Gruber: “The advice I would give to someone questioning their sexuality would be to think about your attraction to people in the past, and how you have felt attraction towards different genders throughout your life. In doing this, also consider your feelings now, specifically who you feel attracted to and how you feel this attraction towards them. Sexuality can be a confusing and scary topic, especially those who do not receive any information about relationships that do not fall under heteronormative norms, but the internet is a great resource that can provide answers to the questions you have. Use the internet to look up information on different sexualities, and their definitions, and be aware that there are more options for sexuality than just ‘gay’ or ‘straight.’
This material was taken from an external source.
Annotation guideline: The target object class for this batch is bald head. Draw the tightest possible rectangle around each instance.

Also, since sexuality is a fluid state of being, your sexuality grows and changes with you, and you shouldn’t feel like once you come out you are unable to change your mind once you experience more things in life. If you come out as gay during high school and then decide you are attracted to more than just one gender, you can change your mind and use a different label, that is okay! Above all, trust yourself and your emotions. You do not have to label yourself if you are not comfortable and there is no pressure to have a clear answer about your sexuality. It is all about what you are expressing and how you feel most comfortable presenting yourself to the rest of the world.”

Fenyo: Going off that topic, what would you say to someone who is questioning their sexuality but has only had heterosexual experiences?
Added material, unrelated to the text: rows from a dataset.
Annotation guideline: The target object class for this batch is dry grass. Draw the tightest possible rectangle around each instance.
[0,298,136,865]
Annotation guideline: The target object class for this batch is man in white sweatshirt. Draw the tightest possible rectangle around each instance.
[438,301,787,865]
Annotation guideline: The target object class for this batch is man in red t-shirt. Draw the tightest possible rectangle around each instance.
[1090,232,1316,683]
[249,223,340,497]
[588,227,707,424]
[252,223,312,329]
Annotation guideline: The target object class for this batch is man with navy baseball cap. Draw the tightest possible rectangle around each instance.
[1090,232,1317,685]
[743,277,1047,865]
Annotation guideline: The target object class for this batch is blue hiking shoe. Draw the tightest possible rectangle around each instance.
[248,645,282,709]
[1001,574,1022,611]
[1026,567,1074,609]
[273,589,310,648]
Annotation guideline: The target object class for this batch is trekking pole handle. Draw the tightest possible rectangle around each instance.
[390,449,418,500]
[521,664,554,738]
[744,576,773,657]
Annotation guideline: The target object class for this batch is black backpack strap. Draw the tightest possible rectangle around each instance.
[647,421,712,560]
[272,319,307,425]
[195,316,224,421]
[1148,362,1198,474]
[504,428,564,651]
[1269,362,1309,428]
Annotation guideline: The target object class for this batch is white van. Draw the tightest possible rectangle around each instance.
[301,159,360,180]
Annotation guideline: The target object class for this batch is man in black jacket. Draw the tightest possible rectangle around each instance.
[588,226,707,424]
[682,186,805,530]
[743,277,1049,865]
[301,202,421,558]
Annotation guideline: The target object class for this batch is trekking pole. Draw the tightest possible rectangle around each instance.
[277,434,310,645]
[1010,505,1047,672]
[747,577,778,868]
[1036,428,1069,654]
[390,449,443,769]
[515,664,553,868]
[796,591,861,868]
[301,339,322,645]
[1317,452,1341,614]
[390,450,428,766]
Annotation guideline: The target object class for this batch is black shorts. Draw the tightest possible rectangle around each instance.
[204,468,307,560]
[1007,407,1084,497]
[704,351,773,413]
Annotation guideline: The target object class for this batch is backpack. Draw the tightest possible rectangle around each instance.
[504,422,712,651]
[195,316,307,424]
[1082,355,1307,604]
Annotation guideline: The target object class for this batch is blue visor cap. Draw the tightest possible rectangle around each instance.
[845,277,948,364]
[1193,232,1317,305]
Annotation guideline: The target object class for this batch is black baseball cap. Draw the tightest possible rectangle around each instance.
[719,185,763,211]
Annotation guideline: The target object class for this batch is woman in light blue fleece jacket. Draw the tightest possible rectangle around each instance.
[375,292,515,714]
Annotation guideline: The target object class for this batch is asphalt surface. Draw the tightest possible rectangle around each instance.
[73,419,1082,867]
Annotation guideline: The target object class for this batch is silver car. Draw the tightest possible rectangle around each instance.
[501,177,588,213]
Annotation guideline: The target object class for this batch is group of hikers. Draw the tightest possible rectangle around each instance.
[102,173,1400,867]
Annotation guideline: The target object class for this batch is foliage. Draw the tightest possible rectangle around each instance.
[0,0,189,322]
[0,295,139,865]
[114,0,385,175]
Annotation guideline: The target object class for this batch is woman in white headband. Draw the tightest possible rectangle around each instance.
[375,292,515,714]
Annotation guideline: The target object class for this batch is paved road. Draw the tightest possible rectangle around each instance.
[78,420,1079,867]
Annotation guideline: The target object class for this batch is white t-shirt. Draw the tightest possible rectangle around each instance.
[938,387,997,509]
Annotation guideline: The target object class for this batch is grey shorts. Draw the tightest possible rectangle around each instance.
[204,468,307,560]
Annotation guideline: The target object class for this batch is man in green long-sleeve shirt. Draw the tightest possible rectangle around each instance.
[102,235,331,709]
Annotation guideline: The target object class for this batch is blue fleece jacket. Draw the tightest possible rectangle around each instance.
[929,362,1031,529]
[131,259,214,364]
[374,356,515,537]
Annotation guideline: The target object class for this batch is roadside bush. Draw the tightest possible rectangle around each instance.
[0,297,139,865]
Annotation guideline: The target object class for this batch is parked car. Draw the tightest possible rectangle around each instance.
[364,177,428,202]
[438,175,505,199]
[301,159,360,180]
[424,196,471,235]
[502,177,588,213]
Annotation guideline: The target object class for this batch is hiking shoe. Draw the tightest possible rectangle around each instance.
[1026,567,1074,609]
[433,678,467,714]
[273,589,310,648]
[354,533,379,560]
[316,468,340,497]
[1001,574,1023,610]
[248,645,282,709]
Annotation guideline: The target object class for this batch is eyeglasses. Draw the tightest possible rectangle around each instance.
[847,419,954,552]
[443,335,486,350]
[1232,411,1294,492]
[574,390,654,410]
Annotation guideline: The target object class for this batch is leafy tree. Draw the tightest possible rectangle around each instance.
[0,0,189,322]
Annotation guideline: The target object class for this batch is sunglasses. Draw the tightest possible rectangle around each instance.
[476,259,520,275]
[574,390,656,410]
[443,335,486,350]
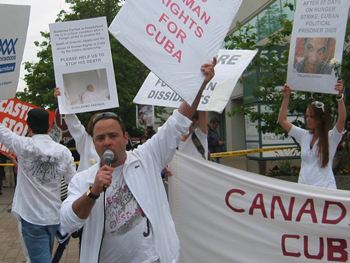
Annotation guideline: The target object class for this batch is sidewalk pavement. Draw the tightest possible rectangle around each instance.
[0,187,79,263]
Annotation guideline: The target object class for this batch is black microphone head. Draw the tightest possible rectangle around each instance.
[103,150,114,166]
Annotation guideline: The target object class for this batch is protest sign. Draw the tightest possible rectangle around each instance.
[287,0,350,94]
[0,4,30,100]
[0,99,56,156]
[136,105,154,129]
[50,17,119,114]
[109,0,242,107]
[134,49,257,113]
[168,151,350,263]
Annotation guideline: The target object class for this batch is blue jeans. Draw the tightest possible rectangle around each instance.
[211,157,220,163]
[21,219,59,263]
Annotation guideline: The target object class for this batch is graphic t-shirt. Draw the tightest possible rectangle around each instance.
[100,166,159,263]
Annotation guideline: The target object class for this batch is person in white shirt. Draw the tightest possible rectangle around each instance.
[179,111,208,160]
[0,108,76,263]
[61,58,216,263]
[278,80,346,189]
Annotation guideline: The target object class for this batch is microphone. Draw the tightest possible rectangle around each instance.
[103,150,114,167]
[103,150,114,192]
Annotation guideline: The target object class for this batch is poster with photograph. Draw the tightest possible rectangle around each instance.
[50,17,119,114]
[0,99,56,154]
[136,105,154,130]
[287,0,350,94]
[134,49,257,113]
[0,4,30,100]
[109,0,242,105]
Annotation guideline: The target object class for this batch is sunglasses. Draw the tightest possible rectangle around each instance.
[312,101,324,113]
[92,112,123,126]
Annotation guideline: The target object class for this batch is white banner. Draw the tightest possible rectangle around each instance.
[50,17,119,114]
[169,151,350,263]
[109,0,242,107]
[0,4,30,100]
[287,0,350,94]
[134,49,257,113]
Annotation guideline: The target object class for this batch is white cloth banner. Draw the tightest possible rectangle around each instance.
[0,4,30,100]
[109,0,242,107]
[50,17,119,114]
[134,49,257,113]
[287,0,350,94]
[168,151,350,263]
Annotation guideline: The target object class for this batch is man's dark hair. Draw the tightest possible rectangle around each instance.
[191,111,199,120]
[209,117,220,123]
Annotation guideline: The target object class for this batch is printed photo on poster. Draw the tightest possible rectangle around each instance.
[50,17,119,114]
[62,69,110,105]
[136,105,154,129]
[293,37,336,75]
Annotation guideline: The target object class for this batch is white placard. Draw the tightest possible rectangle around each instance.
[287,0,350,94]
[0,4,30,100]
[134,49,257,113]
[50,17,119,114]
[109,0,242,107]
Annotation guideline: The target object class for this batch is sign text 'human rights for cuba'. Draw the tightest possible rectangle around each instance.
[109,0,242,107]
[0,4,30,100]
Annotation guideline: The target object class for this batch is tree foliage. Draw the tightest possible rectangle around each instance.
[16,0,165,136]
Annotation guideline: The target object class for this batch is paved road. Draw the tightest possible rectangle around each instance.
[0,188,79,263]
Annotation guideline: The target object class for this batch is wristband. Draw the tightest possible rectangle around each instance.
[337,93,344,101]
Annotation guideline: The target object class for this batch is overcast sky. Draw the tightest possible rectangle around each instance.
[0,0,69,91]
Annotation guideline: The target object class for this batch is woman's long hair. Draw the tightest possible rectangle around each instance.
[308,104,331,168]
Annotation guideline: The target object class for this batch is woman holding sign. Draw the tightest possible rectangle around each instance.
[278,80,346,189]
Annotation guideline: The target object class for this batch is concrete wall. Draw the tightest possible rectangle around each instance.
[229,0,274,33]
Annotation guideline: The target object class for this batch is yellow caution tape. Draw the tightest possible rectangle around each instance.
[0,146,296,166]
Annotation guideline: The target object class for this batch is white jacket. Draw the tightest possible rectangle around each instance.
[61,110,191,263]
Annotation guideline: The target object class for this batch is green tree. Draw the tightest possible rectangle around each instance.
[16,0,165,136]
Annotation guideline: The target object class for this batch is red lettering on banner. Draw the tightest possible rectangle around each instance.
[249,194,267,218]
[281,234,348,262]
[0,99,55,157]
[158,13,186,44]
[295,199,317,223]
[225,189,347,225]
[146,24,182,63]
[225,189,245,213]
[162,0,211,38]
[304,236,324,259]
[327,238,348,262]
[322,201,346,225]
[281,234,301,258]
[271,196,295,221]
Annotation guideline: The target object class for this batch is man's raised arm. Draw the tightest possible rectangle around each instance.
[179,57,216,119]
Gruber: “If you have only experienced heterosexual relationships, or have no experience whatsoever, you can still question your sexuality. Actually, I encourage everyone to question their sexuality throughout their lives. Many people default towards heterosexual relationships in the early years of their lives, as society teaches kids that heterosexual relationships are the ‘norm,’ but that’s not the case, and everyone should be aware of this. There isn’t one answer for your sexuality, and you shouldn’t feel confined by societal expectations to live a certain way.

Your identity and attraction are valid no matter your experiences in the past. If you have kissed people of multiple genders, or even nobody, you can still decide your sexuality. As attraction is not always a two-way street, your attraction to someone does not have to be requited for it to exist. Many middle school girls have ‘girl crushes’ but push these feelings aside as they feel they are not ‘normal.’ I encourage everyone to feel attraction to whoever they want, as long as they are in a safe environment and feel comfortable doing so. If you think you are gay, trust yourself! It’s not about what you’ve done, it’s about what you feel.”
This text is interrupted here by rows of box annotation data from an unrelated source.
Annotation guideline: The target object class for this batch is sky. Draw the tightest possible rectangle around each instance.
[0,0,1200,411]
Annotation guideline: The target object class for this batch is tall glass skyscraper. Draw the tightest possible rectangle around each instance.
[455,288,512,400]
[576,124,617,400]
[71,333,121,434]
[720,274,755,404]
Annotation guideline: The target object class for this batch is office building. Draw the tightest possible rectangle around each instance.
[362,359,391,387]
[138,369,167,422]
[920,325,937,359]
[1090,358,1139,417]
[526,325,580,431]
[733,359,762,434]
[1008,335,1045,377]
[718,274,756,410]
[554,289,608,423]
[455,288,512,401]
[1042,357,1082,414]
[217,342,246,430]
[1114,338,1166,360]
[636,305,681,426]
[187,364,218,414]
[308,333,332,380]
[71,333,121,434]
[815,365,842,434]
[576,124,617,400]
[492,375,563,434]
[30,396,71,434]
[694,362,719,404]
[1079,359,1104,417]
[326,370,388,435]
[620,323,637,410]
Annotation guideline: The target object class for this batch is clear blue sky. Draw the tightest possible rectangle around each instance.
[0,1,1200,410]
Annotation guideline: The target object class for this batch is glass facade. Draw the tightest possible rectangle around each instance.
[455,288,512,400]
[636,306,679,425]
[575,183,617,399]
Fenyo: Can you explain the differences between bisexuality, pansexuality and polysexuality to those who may be questioning how they identify?

Gruber: “Yes, I can! Polysexuality is an umbrella term, as well as a sexual identity, and it means attraction to two or more genders, which encompasses many sexualities that are neither homosexual or heterosexual. People that are polysexual as an identity are attracted to two or more (but sometimes not all) genders, and often consider gender as a factor in their attraction. An important thing to note is that contrary to popular belief, polysexuality isn’t the same thing as polyamory, when a person is romantically involved with multiple people at the same time.

Bisexuality is the attraction to both similar and different genders to oneself, hence the term ‘bisexual.’ While bisexuality was once considered the attraction to only two genders, bisexuals often do feel attraction to more than two genders, and don’t feel attached to this rigid definition of bisexuality. However, it’s up to each bisexual to determine how they interact with their label, and opinions on how bisexuality should be defined vary from person to person.

Pansexuality is the attraction to all genders, binary and non-binary. People who are pansexual often do not differentiate between genders when experiencing attraction to another person, and do not feel another person’s gender is a factor in this attraction. There are many overlaps between these polysexual identity orientations, so it is up to every individual person to decide which label best suits them, or if they even feel the need to choose one.”